Mr. Jones, the next prisoner on the docket, faced a charge of being disrespectful towards staff. When questioned about having a pass, he was alleged to have become abusive and called the officer a "fucking goof" and a "power-tripper." Mr. Jones asked for a remand so that he could speak to his lawyer. Officer Moran replied that lawyers were not allowed in minor court. Mr. Jones then said, "I asked to have a witness and he's not here." At this point Mr. Csoka, who was reading through the documents, stated, "I see why you want to have this case remanded. You've got 30 days over your head, haven't you?" Mr. Csoka told Mr. Jones that he was going to proceed with the case and asked for his plea. Mr. Jones pleaded not guilty. Mr. Csoka said, "Do you have any explanation?" Mr. Jones said no and was then asked to leave the room. During the brief discussion that followed, it was determined that Mr. Jones was guilty of the charge, that he should be fined $5, and that the 30 days' segregation would be automatically activated. Mr. Jones was brought back into the room and told that he would be going to the hole to serve his 30 days. He looked at Mr. Csoka incredulously. Officer Moran took out his handcuffs and said to Mr. Jones, "Do you want me to put these on you, or will you be going quietly?" Mr. Jones, his voice shaking, said, "You had better put them on me as I don't feel quiet right now." Officer Moran then left to escort Mr. Jones to segregation. Mr. Csoka radioed up to say that Mr. Jones was on his way and suggested there be two staff waiting for him because the prisoner might cause some problems.
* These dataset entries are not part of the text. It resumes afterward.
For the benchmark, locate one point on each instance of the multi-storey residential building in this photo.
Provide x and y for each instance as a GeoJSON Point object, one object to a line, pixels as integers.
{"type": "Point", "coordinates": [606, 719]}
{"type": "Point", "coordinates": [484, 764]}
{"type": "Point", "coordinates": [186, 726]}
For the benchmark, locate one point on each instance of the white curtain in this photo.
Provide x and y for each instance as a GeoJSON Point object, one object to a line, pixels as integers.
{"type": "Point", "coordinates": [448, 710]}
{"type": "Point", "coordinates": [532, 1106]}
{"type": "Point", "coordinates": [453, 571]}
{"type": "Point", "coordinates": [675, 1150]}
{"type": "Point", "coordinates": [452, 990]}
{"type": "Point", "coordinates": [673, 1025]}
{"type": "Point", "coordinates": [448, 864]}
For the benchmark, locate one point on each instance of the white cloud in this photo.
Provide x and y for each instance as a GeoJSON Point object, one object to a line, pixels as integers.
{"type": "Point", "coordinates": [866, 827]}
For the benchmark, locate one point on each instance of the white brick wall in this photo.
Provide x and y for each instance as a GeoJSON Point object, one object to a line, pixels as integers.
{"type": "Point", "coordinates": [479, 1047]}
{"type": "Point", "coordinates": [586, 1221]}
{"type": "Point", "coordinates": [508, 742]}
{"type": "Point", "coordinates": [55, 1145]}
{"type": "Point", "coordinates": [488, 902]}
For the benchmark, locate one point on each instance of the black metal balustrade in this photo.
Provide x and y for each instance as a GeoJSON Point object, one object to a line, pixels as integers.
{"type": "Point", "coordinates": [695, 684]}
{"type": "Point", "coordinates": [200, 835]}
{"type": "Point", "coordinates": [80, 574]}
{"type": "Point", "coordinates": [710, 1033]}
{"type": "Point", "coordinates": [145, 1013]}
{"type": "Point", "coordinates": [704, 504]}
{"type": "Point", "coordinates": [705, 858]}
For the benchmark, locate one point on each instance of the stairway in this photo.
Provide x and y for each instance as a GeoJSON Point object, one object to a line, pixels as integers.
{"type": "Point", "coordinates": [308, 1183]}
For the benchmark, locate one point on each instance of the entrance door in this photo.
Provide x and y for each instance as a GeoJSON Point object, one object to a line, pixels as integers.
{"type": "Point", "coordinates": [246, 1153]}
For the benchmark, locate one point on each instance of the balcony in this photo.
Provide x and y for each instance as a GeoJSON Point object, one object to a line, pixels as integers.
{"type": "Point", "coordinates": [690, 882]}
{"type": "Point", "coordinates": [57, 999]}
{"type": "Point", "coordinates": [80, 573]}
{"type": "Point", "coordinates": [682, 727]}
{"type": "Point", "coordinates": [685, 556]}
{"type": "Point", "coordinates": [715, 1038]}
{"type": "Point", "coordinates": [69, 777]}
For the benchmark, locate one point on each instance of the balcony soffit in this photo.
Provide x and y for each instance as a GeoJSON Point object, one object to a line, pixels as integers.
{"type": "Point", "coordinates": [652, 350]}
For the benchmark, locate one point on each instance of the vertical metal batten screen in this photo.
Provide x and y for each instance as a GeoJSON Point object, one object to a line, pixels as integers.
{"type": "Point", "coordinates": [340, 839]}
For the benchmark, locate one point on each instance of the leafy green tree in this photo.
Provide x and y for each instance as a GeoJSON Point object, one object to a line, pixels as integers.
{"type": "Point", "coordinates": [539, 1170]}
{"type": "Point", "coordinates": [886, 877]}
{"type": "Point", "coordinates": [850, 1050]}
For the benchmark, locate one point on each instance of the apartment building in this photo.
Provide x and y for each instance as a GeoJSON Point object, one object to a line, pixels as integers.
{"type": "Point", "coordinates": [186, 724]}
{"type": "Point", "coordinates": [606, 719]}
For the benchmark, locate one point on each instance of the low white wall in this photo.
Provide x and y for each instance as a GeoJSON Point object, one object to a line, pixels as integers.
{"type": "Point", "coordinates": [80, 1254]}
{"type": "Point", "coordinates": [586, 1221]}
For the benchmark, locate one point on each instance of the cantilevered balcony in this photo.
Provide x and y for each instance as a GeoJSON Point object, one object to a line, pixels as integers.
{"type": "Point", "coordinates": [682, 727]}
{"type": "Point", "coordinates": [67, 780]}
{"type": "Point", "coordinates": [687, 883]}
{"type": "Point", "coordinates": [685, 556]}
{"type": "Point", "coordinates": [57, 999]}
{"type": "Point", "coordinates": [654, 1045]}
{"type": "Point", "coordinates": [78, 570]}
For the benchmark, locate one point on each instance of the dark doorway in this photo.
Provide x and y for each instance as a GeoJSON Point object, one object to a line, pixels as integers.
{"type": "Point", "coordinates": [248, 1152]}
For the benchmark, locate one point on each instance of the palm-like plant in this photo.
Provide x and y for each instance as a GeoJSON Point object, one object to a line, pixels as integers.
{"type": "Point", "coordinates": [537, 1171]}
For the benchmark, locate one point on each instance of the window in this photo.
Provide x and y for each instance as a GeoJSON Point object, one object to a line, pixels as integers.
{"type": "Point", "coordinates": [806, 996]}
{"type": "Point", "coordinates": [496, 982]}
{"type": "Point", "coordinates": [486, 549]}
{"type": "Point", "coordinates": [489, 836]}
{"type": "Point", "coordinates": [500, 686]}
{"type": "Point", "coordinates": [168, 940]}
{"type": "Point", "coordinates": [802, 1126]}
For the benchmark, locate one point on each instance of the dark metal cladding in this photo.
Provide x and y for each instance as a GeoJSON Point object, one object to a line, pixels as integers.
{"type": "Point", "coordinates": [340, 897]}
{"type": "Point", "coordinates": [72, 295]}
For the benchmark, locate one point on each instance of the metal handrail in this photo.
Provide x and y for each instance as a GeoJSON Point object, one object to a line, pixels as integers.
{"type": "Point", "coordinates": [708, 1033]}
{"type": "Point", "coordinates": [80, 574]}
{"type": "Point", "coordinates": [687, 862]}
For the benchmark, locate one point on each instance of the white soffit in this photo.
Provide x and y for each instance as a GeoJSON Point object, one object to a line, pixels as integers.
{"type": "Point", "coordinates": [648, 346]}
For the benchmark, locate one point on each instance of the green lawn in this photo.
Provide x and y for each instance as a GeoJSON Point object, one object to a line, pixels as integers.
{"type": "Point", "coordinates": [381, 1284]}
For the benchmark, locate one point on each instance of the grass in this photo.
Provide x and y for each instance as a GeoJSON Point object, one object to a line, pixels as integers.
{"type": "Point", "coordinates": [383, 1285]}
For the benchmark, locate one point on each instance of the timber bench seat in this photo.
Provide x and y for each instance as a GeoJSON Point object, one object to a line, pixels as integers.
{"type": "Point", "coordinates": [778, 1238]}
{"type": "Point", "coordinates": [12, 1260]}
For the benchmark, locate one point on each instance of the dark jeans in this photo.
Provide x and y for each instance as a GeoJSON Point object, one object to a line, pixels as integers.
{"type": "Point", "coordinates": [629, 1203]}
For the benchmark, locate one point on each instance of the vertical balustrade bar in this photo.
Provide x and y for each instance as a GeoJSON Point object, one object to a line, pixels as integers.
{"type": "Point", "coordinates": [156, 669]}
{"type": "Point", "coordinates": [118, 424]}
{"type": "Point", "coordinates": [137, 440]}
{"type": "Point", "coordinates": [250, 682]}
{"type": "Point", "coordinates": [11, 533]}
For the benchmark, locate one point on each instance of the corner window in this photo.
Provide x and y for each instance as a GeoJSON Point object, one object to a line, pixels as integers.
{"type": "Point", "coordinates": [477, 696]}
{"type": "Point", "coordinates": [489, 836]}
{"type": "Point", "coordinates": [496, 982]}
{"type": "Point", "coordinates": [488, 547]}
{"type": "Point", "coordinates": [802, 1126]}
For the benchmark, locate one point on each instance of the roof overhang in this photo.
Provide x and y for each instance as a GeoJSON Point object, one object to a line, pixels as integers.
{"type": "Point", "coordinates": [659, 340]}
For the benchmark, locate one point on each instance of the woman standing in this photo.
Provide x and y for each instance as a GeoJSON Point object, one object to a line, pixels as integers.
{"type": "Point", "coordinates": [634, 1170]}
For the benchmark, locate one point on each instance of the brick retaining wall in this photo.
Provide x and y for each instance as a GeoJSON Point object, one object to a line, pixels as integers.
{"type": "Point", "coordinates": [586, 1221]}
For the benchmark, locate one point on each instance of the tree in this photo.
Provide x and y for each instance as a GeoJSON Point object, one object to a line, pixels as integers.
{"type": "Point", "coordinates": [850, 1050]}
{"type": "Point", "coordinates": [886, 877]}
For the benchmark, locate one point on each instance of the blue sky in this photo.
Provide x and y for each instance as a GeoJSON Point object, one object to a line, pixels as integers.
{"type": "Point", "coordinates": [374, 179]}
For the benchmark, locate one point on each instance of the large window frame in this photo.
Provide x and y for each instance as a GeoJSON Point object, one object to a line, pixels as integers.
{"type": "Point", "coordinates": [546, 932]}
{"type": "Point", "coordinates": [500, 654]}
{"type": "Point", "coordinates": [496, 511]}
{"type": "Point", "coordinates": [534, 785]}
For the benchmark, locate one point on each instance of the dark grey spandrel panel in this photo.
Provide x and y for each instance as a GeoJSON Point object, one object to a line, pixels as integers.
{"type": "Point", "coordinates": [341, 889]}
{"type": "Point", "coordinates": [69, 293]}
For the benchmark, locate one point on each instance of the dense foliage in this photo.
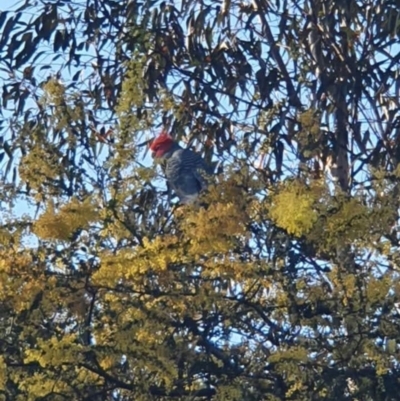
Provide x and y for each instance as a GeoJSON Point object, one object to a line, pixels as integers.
{"type": "Point", "coordinates": [285, 286]}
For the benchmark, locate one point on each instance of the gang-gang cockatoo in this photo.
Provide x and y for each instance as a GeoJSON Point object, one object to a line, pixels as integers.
{"type": "Point", "coordinates": [185, 170]}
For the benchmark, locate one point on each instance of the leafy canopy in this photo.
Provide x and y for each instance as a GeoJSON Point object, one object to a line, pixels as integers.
{"type": "Point", "coordinates": [285, 286]}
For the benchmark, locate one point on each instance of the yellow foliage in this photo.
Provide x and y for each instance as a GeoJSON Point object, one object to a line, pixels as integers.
{"type": "Point", "coordinates": [55, 352]}
{"type": "Point", "coordinates": [212, 230]}
{"type": "Point", "coordinates": [61, 225]}
{"type": "Point", "coordinates": [293, 208]}
{"type": "Point", "coordinates": [41, 385]}
{"type": "Point", "coordinates": [3, 372]}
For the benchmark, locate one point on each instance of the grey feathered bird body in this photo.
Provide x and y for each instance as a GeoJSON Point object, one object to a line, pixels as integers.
{"type": "Point", "coordinates": [186, 172]}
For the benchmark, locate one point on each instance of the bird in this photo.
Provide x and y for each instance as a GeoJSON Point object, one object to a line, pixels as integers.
{"type": "Point", "coordinates": [186, 171]}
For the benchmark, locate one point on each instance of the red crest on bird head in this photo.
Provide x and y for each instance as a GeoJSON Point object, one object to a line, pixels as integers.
{"type": "Point", "coordinates": [161, 144]}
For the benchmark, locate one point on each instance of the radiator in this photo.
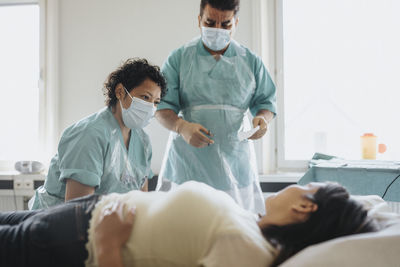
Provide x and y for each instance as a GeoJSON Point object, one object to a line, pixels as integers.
{"type": "Point", "coordinates": [394, 206]}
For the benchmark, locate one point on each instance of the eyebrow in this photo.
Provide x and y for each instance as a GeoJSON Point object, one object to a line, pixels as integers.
{"type": "Point", "coordinates": [213, 21]}
{"type": "Point", "coordinates": [149, 93]}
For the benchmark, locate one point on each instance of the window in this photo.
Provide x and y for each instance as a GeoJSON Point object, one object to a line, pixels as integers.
{"type": "Point", "coordinates": [337, 77]}
{"type": "Point", "coordinates": [19, 81]}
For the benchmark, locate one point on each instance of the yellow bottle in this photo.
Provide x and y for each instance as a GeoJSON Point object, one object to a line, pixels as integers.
{"type": "Point", "coordinates": [368, 146]}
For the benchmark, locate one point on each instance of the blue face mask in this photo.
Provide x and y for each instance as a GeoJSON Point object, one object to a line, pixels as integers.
{"type": "Point", "coordinates": [138, 114]}
{"type": "Point", "coordinates": [214, 38]}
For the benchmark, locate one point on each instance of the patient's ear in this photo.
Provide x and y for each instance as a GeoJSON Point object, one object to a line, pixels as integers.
{"type": "Point", "coordinates": [304, 206]}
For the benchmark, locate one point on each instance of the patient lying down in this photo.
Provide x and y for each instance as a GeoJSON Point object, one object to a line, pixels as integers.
{"type": "Point", "coordinates": [195, 225]}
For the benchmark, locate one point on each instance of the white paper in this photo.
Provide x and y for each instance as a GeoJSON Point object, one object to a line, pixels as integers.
{"type": "Point", "coordinates": [247, 134]}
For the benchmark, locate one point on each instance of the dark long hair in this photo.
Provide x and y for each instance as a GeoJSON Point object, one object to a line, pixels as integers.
{"type": "Point", "coordinates": [337, 215]}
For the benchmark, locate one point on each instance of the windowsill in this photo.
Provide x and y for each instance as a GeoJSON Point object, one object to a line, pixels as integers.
{"type": "Point", "coordinates": [281, 177]}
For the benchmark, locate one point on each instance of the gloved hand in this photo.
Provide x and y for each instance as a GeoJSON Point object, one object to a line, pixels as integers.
{"type": "Point", "coordinates": [194, 133]}
{"type": "Point", "coordinates": [259, 120]}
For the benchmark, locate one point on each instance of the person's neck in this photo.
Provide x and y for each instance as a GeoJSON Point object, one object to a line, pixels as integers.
{"type": "Point", "coordinates": [125, 130]}
{"type": "Point", "coordinates": [216, 53]}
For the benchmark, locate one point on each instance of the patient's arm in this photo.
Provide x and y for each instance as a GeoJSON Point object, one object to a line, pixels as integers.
{"type": "Point", "coordinates": [111, 234]}
{"type": "Point", "coordinates": [75, 189]}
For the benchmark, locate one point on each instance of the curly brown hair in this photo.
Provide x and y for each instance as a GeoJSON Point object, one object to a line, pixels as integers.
{"type": "Point", "coordinates": [131, 74]}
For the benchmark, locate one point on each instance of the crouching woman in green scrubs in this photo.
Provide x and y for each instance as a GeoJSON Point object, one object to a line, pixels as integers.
{"type": "Point", "coordinates": [107, 151]}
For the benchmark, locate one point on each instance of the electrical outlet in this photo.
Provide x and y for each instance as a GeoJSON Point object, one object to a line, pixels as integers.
{"type": "Point", "coordinates": [27, 184]}
{"type": "Point", "coordinates": [18, 184]}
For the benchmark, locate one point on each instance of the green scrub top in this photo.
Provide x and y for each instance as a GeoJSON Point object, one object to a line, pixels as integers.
{"type": "Point", "coordinates": [92, 152]}
{"type": "Point", "coordinates": [216, 93]}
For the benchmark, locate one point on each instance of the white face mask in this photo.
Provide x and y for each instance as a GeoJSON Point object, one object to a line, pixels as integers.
{"type": "Point", "coordinates": [214, 38]}
{"type": "Point", "coordinates": [138, 114]}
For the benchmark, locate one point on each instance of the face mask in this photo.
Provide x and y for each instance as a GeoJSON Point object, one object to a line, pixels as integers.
{"type": "Point", "coordinates": [138, 114]}
{"type": "Point", "coordinates": [214, 38]}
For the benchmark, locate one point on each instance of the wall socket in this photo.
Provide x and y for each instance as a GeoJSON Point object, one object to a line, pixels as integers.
{"type": "Point", "coordinates": [23, 184]}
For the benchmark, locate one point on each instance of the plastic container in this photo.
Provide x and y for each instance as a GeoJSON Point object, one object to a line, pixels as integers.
{"type": "Point", "coordinates": [369, 147]}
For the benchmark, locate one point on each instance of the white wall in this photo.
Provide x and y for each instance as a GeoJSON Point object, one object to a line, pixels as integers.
{"type": "Point", "coordinates": [95, 36]}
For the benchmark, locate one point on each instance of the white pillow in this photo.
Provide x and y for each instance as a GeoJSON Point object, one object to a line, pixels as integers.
{"type": "Point", "coordinates": [371, 249]}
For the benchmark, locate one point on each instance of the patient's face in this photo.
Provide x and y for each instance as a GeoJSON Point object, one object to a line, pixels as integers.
{"type": "Point", "coordinates": [290, 205]}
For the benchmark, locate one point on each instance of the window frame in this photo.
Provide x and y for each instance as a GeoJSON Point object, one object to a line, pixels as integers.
{"type": "Point", "coordinates": [268, 20]}
{"type": "Point", "coordinates": [48, 77]}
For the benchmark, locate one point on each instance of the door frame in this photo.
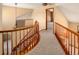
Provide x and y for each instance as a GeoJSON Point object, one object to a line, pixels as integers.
{"type": "Point", "coordinates": [47, 15]}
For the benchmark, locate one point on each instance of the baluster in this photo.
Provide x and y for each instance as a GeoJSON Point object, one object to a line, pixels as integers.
{"type": "Point", "coordinates": [74, 44]}
{"type": "Point", "coordinates": [2, 43]}
{"type": "Point", "coordinates": [16, 41]}
{"type": "Point", "coordinates": [7, 42]}
{"type": "Point", "coordinates": [23, 39]}
{"type": "Point", "coordinates": [20, 42]}
{"type": "Point", "coordinates": [68, 43]}
{"type": "Point", "coordinates": [78, 45]}
{"type": "Point", "coordinates": [71, 43]}
{"type": "Point", "coordinates": [11, 42]}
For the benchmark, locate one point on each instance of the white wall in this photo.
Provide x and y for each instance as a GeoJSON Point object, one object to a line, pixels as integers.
{"type": "Point", "coordinates": [59, 17]}
{"type": "Point", "coordinates": [39, 14]}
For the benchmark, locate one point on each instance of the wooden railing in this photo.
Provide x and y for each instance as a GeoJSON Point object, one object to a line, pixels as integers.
{"type": "Point", "coordinates": [68, 39]}
{"type": "Point", "coordinates": [19, 41]}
When Mr. Jones' hearing is reviewed within the legal framework for disciplinary hearings, it is clear he should have been granted an adjournment. Adjournments are a regular feature of hearings for serious charges, and a prisoner's request for an adjournment at a first appearance to consult with counsel or Prisoners' Legal Services is granted by the Independent Chairperson as a matter of course. Although Officer Moran was correct in stating that the right to be represented by counsel is recognized in the CCR Regulations only for hearings on serious charges, this does not apply to the issue of seeking an adjournment to consult with counsel in order to prepare a proper answer and defence to a disciplinary charge. Mr. Jones' hearing also proceeded in violation of the CCR Regulations and the Commissioner's Directives. A decision was made about his guilt in the absence of evidence presented by the charging officer and without giving Mr. Jones an opportunity to question witnesses, and he was not allowed to make any submission regarding the appropriate sentence.

A vast distance between legal principle and administrative practice was further demonstrated when Mr. Lloyd's case was considered. Mr. Lloyd faced two charges of being abusive and disrespectful to a staff member, contrary to s. 40(f). In the first offence report, the allegation was that he was yelling out his cell to the officer in the bubble and then came up to the bubble and pounded on it, calling the officer an "f-ing cunt." Mr. Lloyd pleaded not guilty and said the guard in the bubble was being an asshole. Mr. Csoka responded, "Do you remember me last week in Segregation Review? You gave us a different explanation there. You said you didn't mean it, you were sorry and you just lost your cool." (After the incident in question, Mr. Lloyd had been taken to segregation; he was there for three days until he appeared before the Segregation Review Board, which recommended that he be released.)

Mr. Lloyd was then asked to leave the room. One of the officers reported that Mr. Lloyd was always abusive to staff and had a real attitude problem. His file showed four previous minor charges; he had received warnings on two of them, a fine of $5 for a contraband tattoo gun, and three nights' lock-up on his last appearance. The recommendation this time around was that he be given a fine of $10. When Mr. Lloyd was brought back into the room and told he was being sentenced to a $10 fine, he responded, "I don't want the fine. I did three days in the hole for this and that should be enough. I've just got back to work and I've got no money. Do you want me to go back doing tattooing? I've been keeping out of that. I just can't take the fine."